Asia-Pacific
2013-11-10 / .

Lanka detains Aus, NZ lawmakers over human rights abuses probe

Colombo: Sri Lankan immigration authorities on Sunday briefly detained an Australian and a New Zealand politician on a fact-finding mission into alleged human rights abuses, officials said. The move came days before the country hosts a Commonwealth summit, amid pressure on visiting leaders to boycott the event over alleged war crimes. Immigration officials held Australian senator Lee Rhiannon and New Zealand MP Jan Logie shortly before they were to hold a press conference about their mission, an opposition Sri Lankan lawmaker said. "They were accused of breaching visa conditions, but they had 'special projects visas' to be in Sri Lanka on a fact-finding mission," Tamil lawmaker MA Sumanthiran said.
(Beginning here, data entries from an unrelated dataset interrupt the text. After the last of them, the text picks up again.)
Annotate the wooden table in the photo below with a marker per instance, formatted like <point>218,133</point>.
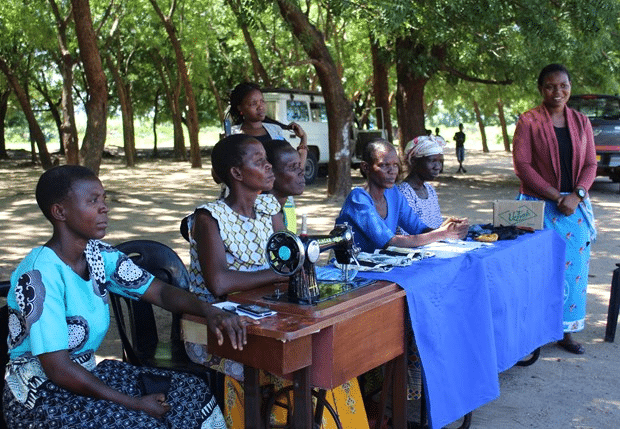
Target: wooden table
<point>319,346</point>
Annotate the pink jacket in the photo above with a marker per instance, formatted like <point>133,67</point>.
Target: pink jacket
<point>535,151</point>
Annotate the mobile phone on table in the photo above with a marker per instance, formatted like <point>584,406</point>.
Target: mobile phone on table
<point>255,310</point>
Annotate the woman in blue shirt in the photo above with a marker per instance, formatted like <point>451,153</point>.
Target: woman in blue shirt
<point>376,210</point>
<point>59,314</point>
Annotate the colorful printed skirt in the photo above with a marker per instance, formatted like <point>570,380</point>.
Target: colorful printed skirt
<point>578,233</point>
<point>192,404</point>
<point>346,400</point>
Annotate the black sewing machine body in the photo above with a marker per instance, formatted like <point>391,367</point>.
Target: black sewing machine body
<point>295,256</point>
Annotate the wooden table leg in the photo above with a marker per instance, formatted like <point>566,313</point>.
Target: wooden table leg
<point>302,397</point>
<point>252,416</point>
<point>399,391</point>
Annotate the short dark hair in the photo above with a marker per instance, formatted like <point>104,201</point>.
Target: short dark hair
<point>237,95</point>
<point>275,149</point>
<point>228,153</point>
<point>549,69</point>
<point>54,185</point>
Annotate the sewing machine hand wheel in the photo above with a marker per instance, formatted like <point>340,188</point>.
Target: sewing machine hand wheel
<point>285,253</point>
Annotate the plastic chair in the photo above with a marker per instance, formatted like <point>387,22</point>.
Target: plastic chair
<point>4,348</point>
<point>614,306</point>
<point>145,348</point>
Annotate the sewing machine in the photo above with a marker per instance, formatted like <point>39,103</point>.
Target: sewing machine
<point>295,256</point>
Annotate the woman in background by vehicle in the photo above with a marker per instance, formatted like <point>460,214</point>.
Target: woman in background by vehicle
<point>555,159</point>
<point>247,109</point>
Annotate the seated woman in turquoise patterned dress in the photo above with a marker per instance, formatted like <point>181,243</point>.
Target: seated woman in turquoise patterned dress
<point>228,238</point>
<point>59,314</point>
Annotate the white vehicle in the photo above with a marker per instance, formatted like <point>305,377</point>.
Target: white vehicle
<point>308,109</point>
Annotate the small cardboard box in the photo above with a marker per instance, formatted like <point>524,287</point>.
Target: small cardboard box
<point>521,213</point>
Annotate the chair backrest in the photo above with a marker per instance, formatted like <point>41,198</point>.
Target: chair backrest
<point>161,261</point>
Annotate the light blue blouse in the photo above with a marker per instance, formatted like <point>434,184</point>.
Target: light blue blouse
<point>370,230</point>
<point>52,308</point>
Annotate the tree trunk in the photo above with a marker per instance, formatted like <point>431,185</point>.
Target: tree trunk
<point>97,104</point>
<point>36,134</point>
<point>409,90</point>
<point>218,98</point>
<point>381,89</point>
<point>124,98</point>
<point>177,124</point>
<point>257,65</point>
<point>409,104</point>
<point>483,134</point>
<point>4,104</point>
<point>193,127</point>
<point>155,114</point>
<point>339,110</point>
<point>502,121</point>
<point>172,97</point>
<point>68,129</point>
<point>53,110</point>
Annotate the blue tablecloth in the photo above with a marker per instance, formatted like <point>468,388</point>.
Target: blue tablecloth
<point>477,314</point>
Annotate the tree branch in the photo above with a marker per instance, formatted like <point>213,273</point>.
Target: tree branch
<point>467,78</point>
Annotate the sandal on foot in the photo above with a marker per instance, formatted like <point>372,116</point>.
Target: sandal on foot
<point>572,347</point>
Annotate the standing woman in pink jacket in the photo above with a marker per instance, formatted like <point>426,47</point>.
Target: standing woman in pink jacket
<point>555,160</point>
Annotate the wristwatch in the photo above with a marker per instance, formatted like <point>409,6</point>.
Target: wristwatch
<point>581,193</point>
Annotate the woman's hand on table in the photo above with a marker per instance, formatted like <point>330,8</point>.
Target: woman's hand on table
<point>221,322</point>
<point>456,228</point>
<point>567,204</point>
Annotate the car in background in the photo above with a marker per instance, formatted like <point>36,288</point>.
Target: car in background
<point>307,108</point>
<point>604,114</point>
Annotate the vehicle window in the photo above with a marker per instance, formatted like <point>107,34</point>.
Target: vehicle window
<point>270,109</point>
<point>605,108</point>
<point>319,112</point>
<point>297,111</point>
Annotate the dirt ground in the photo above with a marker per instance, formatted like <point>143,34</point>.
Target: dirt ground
<point>559,391</point>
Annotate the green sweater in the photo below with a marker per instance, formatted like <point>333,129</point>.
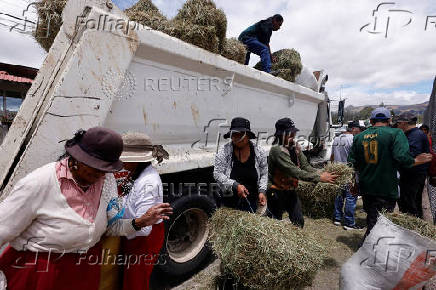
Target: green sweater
<point>279,158</point>
<point>376,154</point>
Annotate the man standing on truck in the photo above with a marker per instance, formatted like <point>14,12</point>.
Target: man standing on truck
<point>286,165</point>
<point>376,154</point>
<point>412,180</point>
<point>257,37</point>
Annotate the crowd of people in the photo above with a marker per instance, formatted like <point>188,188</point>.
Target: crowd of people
<point>104,193</point>
<point>388,149</point>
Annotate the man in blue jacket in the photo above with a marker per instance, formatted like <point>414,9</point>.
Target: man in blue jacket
<point>257,37</point>
<point>412,180</point>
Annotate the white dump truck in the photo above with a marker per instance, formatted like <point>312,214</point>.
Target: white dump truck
<point>104,70</point>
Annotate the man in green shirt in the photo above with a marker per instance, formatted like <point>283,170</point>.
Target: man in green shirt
<point>286,165</point>
<point>377,154</point>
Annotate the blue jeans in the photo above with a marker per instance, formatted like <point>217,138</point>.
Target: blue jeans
<point>350,206</point>
<point>257,47</point>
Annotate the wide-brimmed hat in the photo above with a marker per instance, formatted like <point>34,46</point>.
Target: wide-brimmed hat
<point>285,126</point>
<point>407,117</point>
<point>138,147</point>
<point>239,125</point>
<point>98,147</point>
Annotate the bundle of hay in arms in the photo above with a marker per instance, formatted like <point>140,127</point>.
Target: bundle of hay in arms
<point>288,64</point>
<point>318,200</point>
<point>234,50</point>
<point>412,223</point>
<point>263,253</point>
<point>146,13</point>
<point>204,14</point>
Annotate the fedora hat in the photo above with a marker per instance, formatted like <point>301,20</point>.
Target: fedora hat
<point>98,147</point>
<point>285,126</point>
<point>240,125</point>
<point>138,147</point>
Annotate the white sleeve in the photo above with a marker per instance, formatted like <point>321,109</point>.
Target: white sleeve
<point>19,209</point>
<point>117,226</point>
<point>146,198</point>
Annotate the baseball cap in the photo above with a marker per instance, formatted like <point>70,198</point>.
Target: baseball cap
<point>407,117</point>
<point>380,113</point>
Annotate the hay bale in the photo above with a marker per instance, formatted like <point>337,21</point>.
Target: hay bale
<point>288,64</point>
<point>264,253</point>
<point>412,223</point>
<point>205,13</point>
<point>201,36</point>
<point>50,21</point>
<point>234,50</point>
<point>318,200</point>
<point>345,173</point>
<point>146,13</point>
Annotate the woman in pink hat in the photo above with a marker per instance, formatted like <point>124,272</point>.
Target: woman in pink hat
<point>57,214</point>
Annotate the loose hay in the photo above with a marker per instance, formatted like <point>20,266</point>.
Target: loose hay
<point>318,201</point>
<point>412,223</point>
<point>264,253</point>
<point>201,36</point>
<point>49,21</point>
<point>146,13</point>
<point>345,173</point>
<point>234,50</point>
<point>205,13</point>
<point>288,64</point>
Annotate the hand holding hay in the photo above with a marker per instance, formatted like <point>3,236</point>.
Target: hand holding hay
<point>318,200</point>
<point>287,64</point>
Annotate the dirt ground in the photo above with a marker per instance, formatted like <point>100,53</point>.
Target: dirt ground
<point>342,245</point>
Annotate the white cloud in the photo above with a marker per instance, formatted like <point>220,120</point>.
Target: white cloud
<point>326,33</point>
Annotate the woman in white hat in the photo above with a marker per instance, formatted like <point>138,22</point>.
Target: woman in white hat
<point>55,216</point>
<point>142,188</point>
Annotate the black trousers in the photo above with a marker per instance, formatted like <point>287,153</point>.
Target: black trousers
<point>372,206</point>
<point>411,187</point>
<point>287,200</point>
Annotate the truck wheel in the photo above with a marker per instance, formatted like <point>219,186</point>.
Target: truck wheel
<point>186,247</point>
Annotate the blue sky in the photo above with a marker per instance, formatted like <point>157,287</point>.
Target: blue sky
<point>363,66</point>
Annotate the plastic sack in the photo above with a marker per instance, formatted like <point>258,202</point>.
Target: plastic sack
<point>390,258</point>
<point>307,79</point>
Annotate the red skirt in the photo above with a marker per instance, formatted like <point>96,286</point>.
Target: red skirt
<point>142,253</point>
<point>45,271</point>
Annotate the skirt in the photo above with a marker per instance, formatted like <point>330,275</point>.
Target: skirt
<point>45,271</point>
<point>142,253</point>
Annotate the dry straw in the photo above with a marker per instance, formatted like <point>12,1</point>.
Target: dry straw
<point>412,223</point>
<point>234,50</point>
<point>318,200</point>
<point>263,253</point>
<point>146,13</point>
<point>49,21</point>
<point>204,13</point>
<point>288,64</point>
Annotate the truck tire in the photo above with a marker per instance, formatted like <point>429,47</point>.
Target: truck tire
<point>185,247</point>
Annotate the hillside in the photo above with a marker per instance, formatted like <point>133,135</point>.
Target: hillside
<point>398,109</point>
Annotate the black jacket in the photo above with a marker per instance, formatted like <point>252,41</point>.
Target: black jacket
<point>418,143</point>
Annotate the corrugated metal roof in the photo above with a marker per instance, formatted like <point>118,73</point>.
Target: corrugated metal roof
<point>7,77</point>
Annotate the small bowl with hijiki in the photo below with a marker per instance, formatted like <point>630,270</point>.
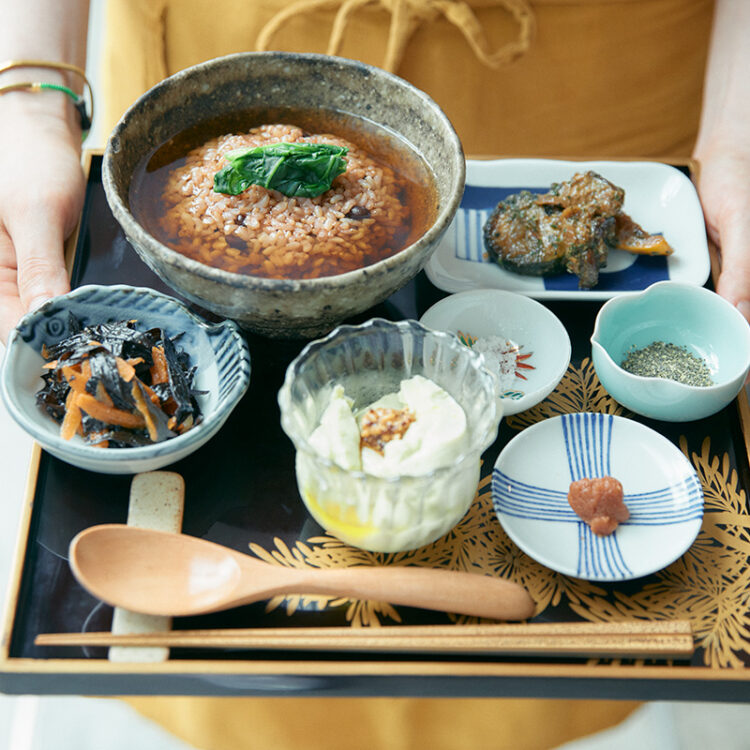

An immigration official confirmed the pair were detained briefly at their hotel room for questioning, but declined to give details. The Australian high commission (embassy) said the senator had been questioned about an alleged breach of her visa conditions but was later released. "We understand that they are on their way back home according to their travel plans," a high commission official said. Sumanthiran of the Tamil National Alliance said the pair had been questioned because the government was "paranoid" about foreigners looking into the country's dismal rights record. "Publicly, the government says anyone can come here and see for themselves, but actually they don't want the world to know what is happening here," he said.

He said the two were eventually freed because they were scheduled anyway to leave the country on Sunday. The pair had travelled to the island's former northern war zone to look into cases of human rights abuses, four years after government forces crushed Tamil rebels to end a decades-long separatist war. The move came less than two weeks after Sri Lanka kicked out two Australian media rights activists who were meeting local rights activists.